LinkedIn – Find Contact Information
Now that you’ve targeted the companies you would like to pursue, it’s time to find the correct contact and their information. Start by using LinkedIn’s advanced search to search by title, company name, location, and any relevant keywords. Much like advanced Google searches, you can use quotation marks for exact string matches. You can also use “AND,” “OR,” “()” operators. For example, you could search “president OR CEO OR owner” in the title field or “(facility OR general) AND manager” in the title field to find the facility manager or GM. Once you find the profile for the person you need to contact, use a Google Chrome extension such as Email Hunter or FindThatLead to unearth their email address.
Note: LinkedIn can also be used to find prospective companies by using relevant searches. For example, searching for “Restaurant Group” in the keywords field, “CEO OR president OR owner” in the title field, and limiting to relevant locations returns very useful results. For more information on using LinkedIn in the prospecting process, check out our blog post Lead Prospecting Guide for Tech-Savvy Contractors.
Pipedrive/PipelineDeals – Manage Sales and Prospects
Customer relationship management (CRM) platforms help organize and manage your sales pipeline. An entry-level application such as Pipedrive or PipelineDeals is perfect for companies new to CRM, while platforms like SalesForce and Infusionsoft will be a better fit for larger, enterprise sales organizations. These platforms house all sales related contact information and tasks to ensure that nobody drops the ball in the sales process. Email integrations makes it easy to log communications so that no one has to dig through emails to understand the last or next steps in a deal. When properly managed, these applications help any sales rep handle more prospects, deals, and opportunities.
MailChimp – Build Value with Customers
MailChimp is a great entry-level email marketing platform. Setting up your first email marketing campaign is a breeze with their simple interface that takes you from contact list to beautiful email in no time. Because of its widespread use, MailChimp integrates with many other applications including WordPress to collect contact information on your website and CRM (like those mentioned above) so that your company can easily broadcast marketing messages to prospects or customers.
Email marketing provides service contractors with an incredible opportunity to build tremendous value with both their prospects and customers. Simple, targeted emails can endear you and build trust and credibility. This is especially true when you:
Predict the Future – If you predict the future of their service needs accurately, your customers will be blown away. For example, an email campaign to customers warning them about possible equipment failures they could expect with changing weather will let the customer/prospect know that you are looking out for them.
Provide Helpful Tips – Tips that will help your customer save money in the short run will result in more loyalty and higher lifetime value for each long-term customer.
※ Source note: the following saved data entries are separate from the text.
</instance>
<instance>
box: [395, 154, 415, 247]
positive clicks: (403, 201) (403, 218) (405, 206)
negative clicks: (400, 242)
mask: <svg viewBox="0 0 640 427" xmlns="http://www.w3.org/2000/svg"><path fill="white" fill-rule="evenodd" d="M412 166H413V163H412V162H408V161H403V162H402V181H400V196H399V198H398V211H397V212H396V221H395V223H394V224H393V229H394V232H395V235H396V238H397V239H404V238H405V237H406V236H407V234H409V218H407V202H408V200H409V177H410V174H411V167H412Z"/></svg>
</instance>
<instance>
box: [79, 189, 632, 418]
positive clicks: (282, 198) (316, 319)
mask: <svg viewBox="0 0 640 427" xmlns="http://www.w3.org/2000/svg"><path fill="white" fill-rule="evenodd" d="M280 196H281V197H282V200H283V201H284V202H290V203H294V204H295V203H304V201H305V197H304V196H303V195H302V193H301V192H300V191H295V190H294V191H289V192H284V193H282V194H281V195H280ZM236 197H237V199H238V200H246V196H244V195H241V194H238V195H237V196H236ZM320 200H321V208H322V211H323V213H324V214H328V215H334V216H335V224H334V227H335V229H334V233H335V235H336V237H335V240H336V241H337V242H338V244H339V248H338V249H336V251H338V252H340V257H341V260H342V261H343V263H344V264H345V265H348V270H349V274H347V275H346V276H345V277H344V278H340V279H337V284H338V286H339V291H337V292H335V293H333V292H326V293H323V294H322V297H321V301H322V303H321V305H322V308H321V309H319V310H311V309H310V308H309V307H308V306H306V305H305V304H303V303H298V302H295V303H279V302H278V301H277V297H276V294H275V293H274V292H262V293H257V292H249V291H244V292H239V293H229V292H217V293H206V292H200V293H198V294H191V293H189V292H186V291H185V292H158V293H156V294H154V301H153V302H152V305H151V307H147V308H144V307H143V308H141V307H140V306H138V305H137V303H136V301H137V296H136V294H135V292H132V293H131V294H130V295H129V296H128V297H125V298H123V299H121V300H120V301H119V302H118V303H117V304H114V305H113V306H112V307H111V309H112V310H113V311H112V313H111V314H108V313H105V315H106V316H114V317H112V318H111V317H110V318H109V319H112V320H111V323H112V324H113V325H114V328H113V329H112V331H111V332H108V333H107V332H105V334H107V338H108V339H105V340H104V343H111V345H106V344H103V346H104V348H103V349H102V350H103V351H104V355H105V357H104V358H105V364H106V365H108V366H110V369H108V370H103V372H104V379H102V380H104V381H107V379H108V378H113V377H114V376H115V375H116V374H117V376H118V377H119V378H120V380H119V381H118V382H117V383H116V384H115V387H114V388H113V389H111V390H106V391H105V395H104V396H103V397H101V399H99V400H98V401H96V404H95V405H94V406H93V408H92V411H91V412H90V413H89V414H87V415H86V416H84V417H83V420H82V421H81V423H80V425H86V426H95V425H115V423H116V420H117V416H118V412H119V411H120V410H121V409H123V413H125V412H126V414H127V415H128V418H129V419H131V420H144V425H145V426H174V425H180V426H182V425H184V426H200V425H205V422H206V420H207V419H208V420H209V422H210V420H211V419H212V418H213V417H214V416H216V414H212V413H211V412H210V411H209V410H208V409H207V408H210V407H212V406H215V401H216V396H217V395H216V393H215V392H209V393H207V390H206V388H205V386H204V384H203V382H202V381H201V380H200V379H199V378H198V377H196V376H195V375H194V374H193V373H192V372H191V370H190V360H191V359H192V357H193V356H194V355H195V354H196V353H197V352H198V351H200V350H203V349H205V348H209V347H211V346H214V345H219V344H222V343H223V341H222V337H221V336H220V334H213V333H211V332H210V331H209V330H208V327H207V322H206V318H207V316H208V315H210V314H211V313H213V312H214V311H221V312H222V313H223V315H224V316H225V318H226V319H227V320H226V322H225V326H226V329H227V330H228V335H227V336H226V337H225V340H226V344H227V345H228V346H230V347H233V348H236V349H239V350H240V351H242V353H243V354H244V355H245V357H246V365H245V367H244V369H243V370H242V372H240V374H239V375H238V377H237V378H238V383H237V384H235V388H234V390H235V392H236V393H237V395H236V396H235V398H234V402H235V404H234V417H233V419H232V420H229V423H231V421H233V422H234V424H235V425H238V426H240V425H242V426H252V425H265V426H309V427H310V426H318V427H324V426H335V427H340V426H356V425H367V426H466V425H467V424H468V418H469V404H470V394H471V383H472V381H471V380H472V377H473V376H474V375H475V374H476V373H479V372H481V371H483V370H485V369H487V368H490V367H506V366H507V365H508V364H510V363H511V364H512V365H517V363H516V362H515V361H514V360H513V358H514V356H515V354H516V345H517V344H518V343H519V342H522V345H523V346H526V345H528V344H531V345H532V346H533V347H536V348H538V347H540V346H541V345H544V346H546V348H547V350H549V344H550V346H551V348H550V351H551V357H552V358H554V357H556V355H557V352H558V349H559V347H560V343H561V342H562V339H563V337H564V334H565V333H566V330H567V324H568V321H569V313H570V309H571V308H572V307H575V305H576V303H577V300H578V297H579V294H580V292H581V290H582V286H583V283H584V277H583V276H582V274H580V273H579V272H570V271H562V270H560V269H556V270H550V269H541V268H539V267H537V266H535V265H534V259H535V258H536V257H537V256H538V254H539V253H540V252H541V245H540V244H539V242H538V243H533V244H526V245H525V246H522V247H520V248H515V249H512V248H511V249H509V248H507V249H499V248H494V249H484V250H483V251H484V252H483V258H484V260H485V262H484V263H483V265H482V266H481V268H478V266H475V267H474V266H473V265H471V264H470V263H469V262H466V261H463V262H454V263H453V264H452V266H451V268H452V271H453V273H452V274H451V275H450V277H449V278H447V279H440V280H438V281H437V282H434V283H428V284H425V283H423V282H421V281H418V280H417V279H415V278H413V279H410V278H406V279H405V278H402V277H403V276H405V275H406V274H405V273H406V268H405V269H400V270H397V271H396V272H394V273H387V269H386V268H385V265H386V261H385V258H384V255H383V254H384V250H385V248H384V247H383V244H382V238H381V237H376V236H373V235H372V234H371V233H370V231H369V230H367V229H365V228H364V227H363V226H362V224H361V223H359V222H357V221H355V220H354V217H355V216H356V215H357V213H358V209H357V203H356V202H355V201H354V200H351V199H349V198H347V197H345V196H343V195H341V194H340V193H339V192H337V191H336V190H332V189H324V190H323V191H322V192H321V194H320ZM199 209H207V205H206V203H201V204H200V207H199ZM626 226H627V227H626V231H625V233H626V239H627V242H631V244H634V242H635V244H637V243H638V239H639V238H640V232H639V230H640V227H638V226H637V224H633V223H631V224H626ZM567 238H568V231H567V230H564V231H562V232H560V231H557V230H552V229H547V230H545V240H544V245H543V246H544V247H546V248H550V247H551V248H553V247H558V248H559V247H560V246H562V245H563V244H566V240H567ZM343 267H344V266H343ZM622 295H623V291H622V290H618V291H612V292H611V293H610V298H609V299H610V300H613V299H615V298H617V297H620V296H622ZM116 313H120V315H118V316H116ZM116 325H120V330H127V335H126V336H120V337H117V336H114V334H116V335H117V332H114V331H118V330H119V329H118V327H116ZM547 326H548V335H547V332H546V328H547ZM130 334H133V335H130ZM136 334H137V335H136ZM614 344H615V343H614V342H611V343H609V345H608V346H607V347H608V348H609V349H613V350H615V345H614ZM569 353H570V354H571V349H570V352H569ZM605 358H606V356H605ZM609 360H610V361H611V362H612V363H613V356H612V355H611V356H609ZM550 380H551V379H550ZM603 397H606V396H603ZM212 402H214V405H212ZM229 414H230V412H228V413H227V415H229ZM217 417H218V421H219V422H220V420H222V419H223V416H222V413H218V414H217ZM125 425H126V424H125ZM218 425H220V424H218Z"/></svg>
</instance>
Offer Seasonal Discounts – This strategy will both fill the slow months with off-season work and build strong relationships with your customer base.
Take a close look at your sales organization and ask yourself if you have the visibility and productivity you need to reach your personal and company goals. If sales is an integral part of your growth plan, these tools will not only make your life easier, but also accelerate your business development. Every single tool listed above is either free, or extremely cost effective. Your only commitment is the time it takes to learn a new tool which I guarantee will be far outweighed by overall sales performance improvements.